# Airbrushing



## Genosmate (16/11/15)

Anyone know about airbrushing,any advice on guns,compressors etc would be appreciated.
Specifically I want to try and spray clear coat onto wooden mods.

Reactions: Winner 1


----------



## Rowan Francis (16/11/15)

i have done plenty of airbrushing ..

Reactions: Optimistic 1


----------



## jtgrey (16/11/15)

I do my air brushing with a regulator and a truck tyre! That way i can do it indoors without the compressor noise. Air brush guns use little air and a tyre pumped to 5 bar can really go a long way.

Reactions: Like 3 | Thanks 1 | Can relate 1 | Informative 1 | Useful 2


----------



## Rowan Francis (16/11/15)

yup thats a good cheap method , i used to do the same . However spraying a wood mod with clear coat , you are going to want to do one even coat and a airbrush is not going to be easy as it will require many passes to do one coat , better look at the following - a finishing spray gun top feed and a small 25l compressor , i got mine by shopping around .Compressor look at about R1800and a finishing gun for a couple of hundred ..

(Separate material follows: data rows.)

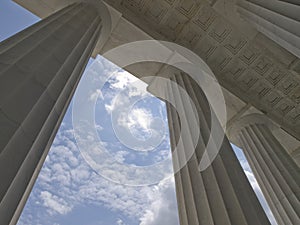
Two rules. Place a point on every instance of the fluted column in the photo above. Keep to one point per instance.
(40, 68)
(276, 172)
(279, 20)
(221, 194)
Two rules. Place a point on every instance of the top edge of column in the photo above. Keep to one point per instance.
(248, 120)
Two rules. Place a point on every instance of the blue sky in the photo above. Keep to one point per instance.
(68, 189)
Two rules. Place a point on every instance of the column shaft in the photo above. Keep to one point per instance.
(276, 172)
(40, 68)
(221, 194)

Reactions: Like 2 | Thanks 1


----------



## Resistance (10/9/18)

@Genosmate still need info on this topic?


----------



## Genosmate (10/9/18)

Resistance said:


> @Genosmate still need info on this topic?


Yes please.
Got a compressor and an airbrush etc etc,just not used it,any help/advice would be appreciated.

Reactions: Like 1


----------



## zadiac (10/9/18)

Genosmate said:


> Yes please.
> Got a compressor and an airbrush etc etc,just not used it,any help/advice would be appreciated.



YouTube?
I did a quick search there and there are tons of videos on airbrushing for beginners and advanced.

Reactions: Like 1 | Thanks 1


----------



## Resistance (5/10/18)

@Genosmate 
Have you tried it out yet?


----------